UE não alcança seu objetivo
Dias depois da morte do menino sírio, os 28 países da União Europeia aprovaram um plano de realocação de 160.000 solicitantes de asilo presentes na Grécia e na Itália, nações na linha de frente na crise migratória, com mais de um milhão de migrantes que chegaram a sua costa em 2015.
Embora Hungria, Eslováquia, República Tcheca e Romênia tenham votado contra este plano, a adoção por maioria o tornou obrigatório para todos, a partir de uma quota calculada com base no tamanho do país e sua situação econômica.
O objetivo inicial era realocá-los até setembro de 2017. No entanto, a um ano do fim da data fixada, apenas 5.651 pessoas foram transferidas a outros países, ou seja, 3,5%. Concretamente, 4.455 da Grécia e 1.196 da Itália, segundo números publicados na quarta-feira pelo executivo europeu.

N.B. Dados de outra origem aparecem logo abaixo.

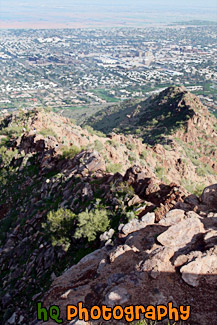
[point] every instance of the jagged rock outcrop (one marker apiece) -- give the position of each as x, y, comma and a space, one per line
152, 265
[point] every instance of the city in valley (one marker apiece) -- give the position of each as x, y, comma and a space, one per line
83, 70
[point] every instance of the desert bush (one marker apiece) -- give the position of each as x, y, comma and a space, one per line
47, 132
113, 168
70, 152
90, 224
7, 155
98, 146
61, 224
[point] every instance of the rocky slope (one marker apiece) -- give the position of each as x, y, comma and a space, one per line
151, 263
54, 173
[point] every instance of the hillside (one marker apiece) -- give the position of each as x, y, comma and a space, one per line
63, 186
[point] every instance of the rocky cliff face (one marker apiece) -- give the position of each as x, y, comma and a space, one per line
49, 165
174, 260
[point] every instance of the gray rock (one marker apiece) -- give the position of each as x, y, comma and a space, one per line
200, 266
136, 224
172, 217
181, 234
117, 296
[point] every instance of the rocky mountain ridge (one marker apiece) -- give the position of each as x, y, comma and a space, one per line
54, 173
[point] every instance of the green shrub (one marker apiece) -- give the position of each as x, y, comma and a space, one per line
98, 146
92, 223
113, 168
144, 154
94, 132
70, 152
60, 225
12, 130
7, 155
160, 171
47, 132
130, 145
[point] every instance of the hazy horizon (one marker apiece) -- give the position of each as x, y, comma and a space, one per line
96, 13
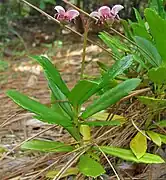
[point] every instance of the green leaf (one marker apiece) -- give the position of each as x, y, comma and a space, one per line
47, 146
55, 106
157, 27
128, 155
138, 17
69, 172
154, 137
39, 109
152, 102
111, 97
139, 145
103, 123
90, 167
160, 124
52, 73
153, 56
43, 112
61, 97
158, 6
82, 92
117, 68
107, 40
163, 138
158, 75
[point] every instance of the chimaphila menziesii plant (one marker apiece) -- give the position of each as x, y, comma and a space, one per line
104, 13
66, 108
63, 15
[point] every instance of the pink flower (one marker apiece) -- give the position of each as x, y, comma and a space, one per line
104, 13
63, 15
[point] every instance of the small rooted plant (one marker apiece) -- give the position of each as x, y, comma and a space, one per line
66, 109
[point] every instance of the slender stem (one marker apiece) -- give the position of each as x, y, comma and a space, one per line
67, 27
115, 31
109, 162
84, 50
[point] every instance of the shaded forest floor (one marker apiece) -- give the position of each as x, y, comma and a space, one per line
17, 125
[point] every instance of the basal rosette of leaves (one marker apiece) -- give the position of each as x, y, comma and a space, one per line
144, 53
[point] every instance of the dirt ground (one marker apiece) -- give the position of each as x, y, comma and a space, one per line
17, 125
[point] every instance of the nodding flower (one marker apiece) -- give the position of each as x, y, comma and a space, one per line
105, 13
63, 15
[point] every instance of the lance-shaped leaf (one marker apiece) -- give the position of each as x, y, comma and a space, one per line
128, 155
160, 124
39, 109
111, 97
43, 112
117, 68
90, 167
52, 73
140, 30
154, 137
82, 91
47, 146
61, 97
139, 145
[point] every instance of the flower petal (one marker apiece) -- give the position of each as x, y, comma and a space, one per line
95, 14
60, 10
72, 14
104, 11
115, 9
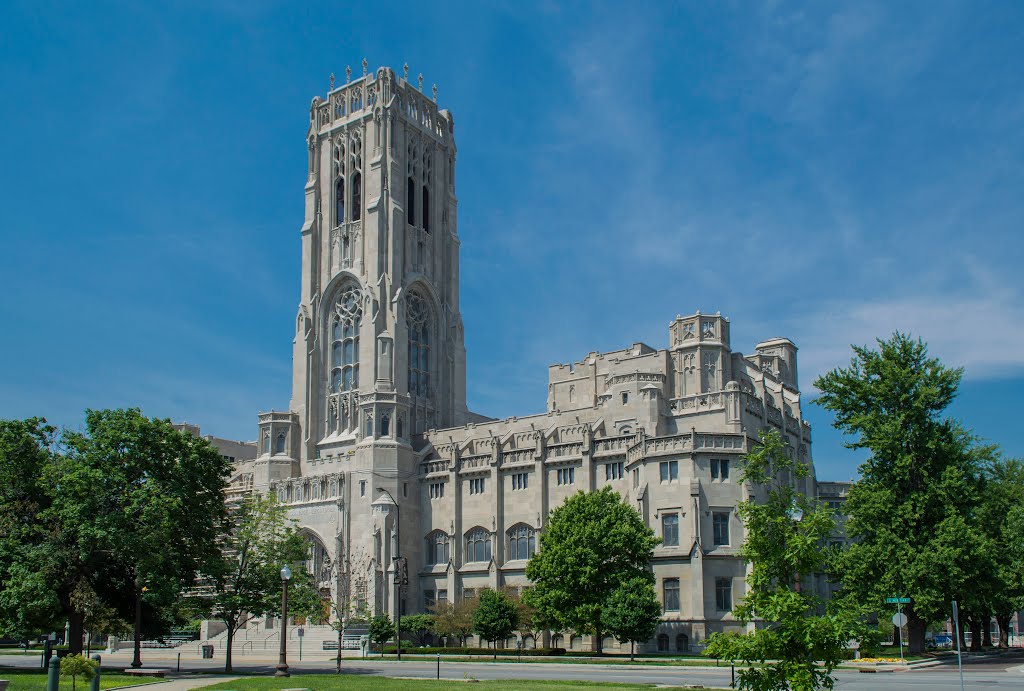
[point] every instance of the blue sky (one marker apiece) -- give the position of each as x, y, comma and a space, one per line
827, 172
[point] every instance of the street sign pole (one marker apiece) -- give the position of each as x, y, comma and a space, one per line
960, 659
899, 611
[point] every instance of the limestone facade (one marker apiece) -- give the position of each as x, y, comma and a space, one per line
379, 399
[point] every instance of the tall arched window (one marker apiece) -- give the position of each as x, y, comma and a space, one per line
345, 341
411, 201
356, 196
418, 321
339, 202
477, 545
426, 208
521, 542
437, 548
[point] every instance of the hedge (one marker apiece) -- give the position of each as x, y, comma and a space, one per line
413, 650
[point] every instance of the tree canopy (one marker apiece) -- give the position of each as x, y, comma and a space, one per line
784, 531
910, 515
592, 545
246, 579
496, 616
86, 512
632, 612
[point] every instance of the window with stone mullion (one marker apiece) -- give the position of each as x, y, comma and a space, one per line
418, 320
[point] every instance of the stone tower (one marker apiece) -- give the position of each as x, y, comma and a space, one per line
379, 357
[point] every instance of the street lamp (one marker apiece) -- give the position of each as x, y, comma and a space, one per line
399, 571
286, 575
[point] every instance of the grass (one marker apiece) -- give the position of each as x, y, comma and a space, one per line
23, 680
353, 683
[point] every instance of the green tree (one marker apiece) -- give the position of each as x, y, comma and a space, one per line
99, 501
246, 580
784, 532
418, 624
593, 544
78, 665
29, 602
496, 616
455, 620
632, 612
910, 514
381, 630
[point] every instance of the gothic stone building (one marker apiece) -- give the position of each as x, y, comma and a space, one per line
378, 409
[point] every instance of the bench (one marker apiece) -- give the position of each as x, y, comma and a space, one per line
143, 672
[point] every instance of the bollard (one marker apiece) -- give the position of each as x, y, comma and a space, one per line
53, 675
94, 684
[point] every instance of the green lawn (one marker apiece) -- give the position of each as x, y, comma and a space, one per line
22, 680
353, 683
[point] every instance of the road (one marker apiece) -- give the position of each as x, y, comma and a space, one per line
998, 674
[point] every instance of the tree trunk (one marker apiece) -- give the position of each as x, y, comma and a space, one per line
915, 628
76, 624
227, 652
975, 634
1004, 621
341, 632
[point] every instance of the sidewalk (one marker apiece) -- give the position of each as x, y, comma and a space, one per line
186, 683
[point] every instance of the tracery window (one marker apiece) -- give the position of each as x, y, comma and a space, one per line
418, 321
411, 200
477, 546
355, 161
339, 186
345, 341
437, 548
521, 542
339, 202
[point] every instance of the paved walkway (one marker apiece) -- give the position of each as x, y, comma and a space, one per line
187, 683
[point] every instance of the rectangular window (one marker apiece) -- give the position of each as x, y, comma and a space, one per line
670, 529
723, 595
566, 476
613, 471
670, 594
720, 522
720, 469
520, 480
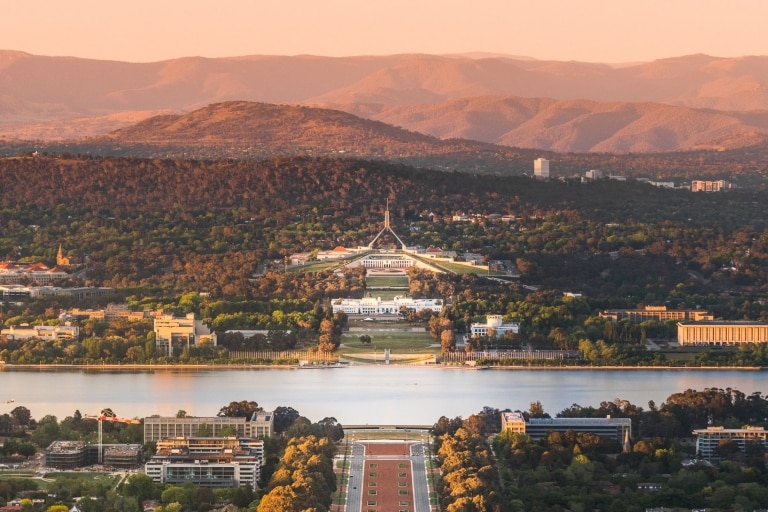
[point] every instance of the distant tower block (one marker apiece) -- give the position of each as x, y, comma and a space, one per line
541, 168
387, 227
60, 258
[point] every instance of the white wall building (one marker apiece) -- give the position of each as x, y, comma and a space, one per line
721, 332
207, 461
43, 332
494, 324
261, 424
541, 168
377, 306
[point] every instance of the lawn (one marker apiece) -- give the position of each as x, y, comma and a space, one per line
386, 281
405, 347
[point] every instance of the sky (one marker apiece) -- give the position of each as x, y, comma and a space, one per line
610, 31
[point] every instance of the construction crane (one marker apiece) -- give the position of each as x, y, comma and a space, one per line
108, 415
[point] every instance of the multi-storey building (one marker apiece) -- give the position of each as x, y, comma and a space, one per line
156, 428
619, 429
658, 313
207, 461
708, 439
77, 454
171, 330
708, 186
377, 306
110, 313
541, 168
43, 332
721, 333
494, 324
38, 273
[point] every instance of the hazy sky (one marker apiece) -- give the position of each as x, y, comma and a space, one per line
584, 30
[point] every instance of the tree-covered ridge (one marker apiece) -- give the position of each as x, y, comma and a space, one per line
582, 471
209, 225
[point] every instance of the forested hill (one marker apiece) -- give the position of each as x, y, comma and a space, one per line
210, 225
256, 131
240, 129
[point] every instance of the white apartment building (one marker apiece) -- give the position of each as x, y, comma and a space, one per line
493, 324
43, 332
157, 428
721, 332
708, 439
207, 461
708, 186
541, 168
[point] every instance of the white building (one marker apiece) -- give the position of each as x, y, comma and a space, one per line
261, 424
187, 331
43, 332
494, 324
377, 306
593, 174
207, 461
541, 168
619, 429
708, 186
38, 273
721, 332
707, 440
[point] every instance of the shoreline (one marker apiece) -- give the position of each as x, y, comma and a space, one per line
248, 366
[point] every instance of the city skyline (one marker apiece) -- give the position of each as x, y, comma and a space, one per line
588, 31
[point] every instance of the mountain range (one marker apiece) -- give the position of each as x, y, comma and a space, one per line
677, 104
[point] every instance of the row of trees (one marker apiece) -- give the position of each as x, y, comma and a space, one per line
304, 479
581, 471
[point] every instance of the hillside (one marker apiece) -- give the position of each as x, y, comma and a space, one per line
576, 125
675, 104
239, 129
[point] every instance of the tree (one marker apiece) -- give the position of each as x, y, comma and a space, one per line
141, 486
241, 409
284, 418
447, 342
204, 430
536, 410
228, 431
22, 415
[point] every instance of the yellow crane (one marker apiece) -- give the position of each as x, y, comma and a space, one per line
108, 415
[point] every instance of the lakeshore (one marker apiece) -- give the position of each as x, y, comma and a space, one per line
246, 366
357, 394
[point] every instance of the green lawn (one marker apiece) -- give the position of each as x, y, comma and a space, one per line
386, 281
405, 347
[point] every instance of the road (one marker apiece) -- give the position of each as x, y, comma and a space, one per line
417, 458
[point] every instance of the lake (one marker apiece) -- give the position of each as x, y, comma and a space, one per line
355, 395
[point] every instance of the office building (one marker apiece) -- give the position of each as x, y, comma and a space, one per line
494, 325
156, 428
207, 461
721, 333
708, 439
184, 331
618, 429
541, 168
657, 313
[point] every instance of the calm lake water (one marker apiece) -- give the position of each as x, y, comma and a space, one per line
353, 395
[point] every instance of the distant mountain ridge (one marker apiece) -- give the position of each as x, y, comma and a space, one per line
683, 103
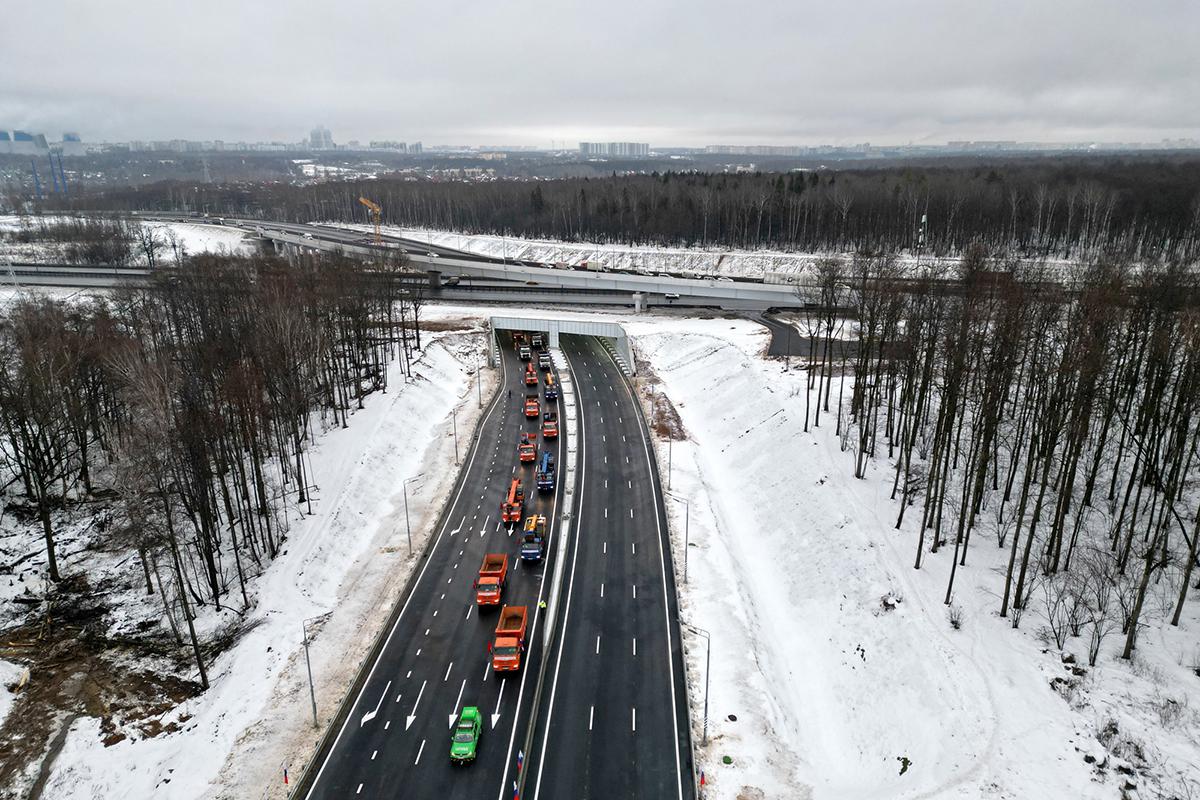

A França é o país que, até o momento, acolheu mais pessoas (1.952) em virtude deste mecanismo, enquanto Áustria e Hungria são os únicos que afirmam não ter vagas disponíveis.
O acordo com a Turquia em março, pelo qual Ancara se comprometia a frear a chegada de migrantes em troca de contrapartidas europeias, como a isenção de vistos para seus cidadãos, também reduziu este objetivo em 54.000 pessoas.
Bruxelas celebrou na quarta-feira os "importantes avanços" realizados nos últimos meses e considerou possível a realocação de 30.000 pessoas a partir da Grécia até o fim de 2017.
Solidariedade flexível
Os países do leste da Europa, especialmente os quatro do Grupo de Visegrado (Hungria, Eslováquia, República Tcheca e Polônia), não parecem, por sua vez, dispostos a ceder em sua ideia de solidariedade flexível, ou seja, que cada país escolha como contribuir para o esforço coletivo diante da crise migratória.
Além de criticar a obrigatoriedade do plano europeu, estes países estimam que suas sociedades não estão preparadas para acolher tantos estrangeiros, em sua maioria muçulmanos. De fato, os sírios que fogem da guerra civil em seu país são os que têm mais chances de acabar obtendo o status de refugiado.
A retórica da xenofobia também penetra em outros países mais favoráveis a sua acolhida, como França ou Alemanha, onde os partidos ultradireitistas avançam nas pesquisas antes das eleições legislativas do próximo ano.
Budapeste e Bratislava levaram inclusive o plano de realocação ante o Tribunal de Justiça da União Europeia (TJUE), ao considerar abusivo o caráter obrigatório.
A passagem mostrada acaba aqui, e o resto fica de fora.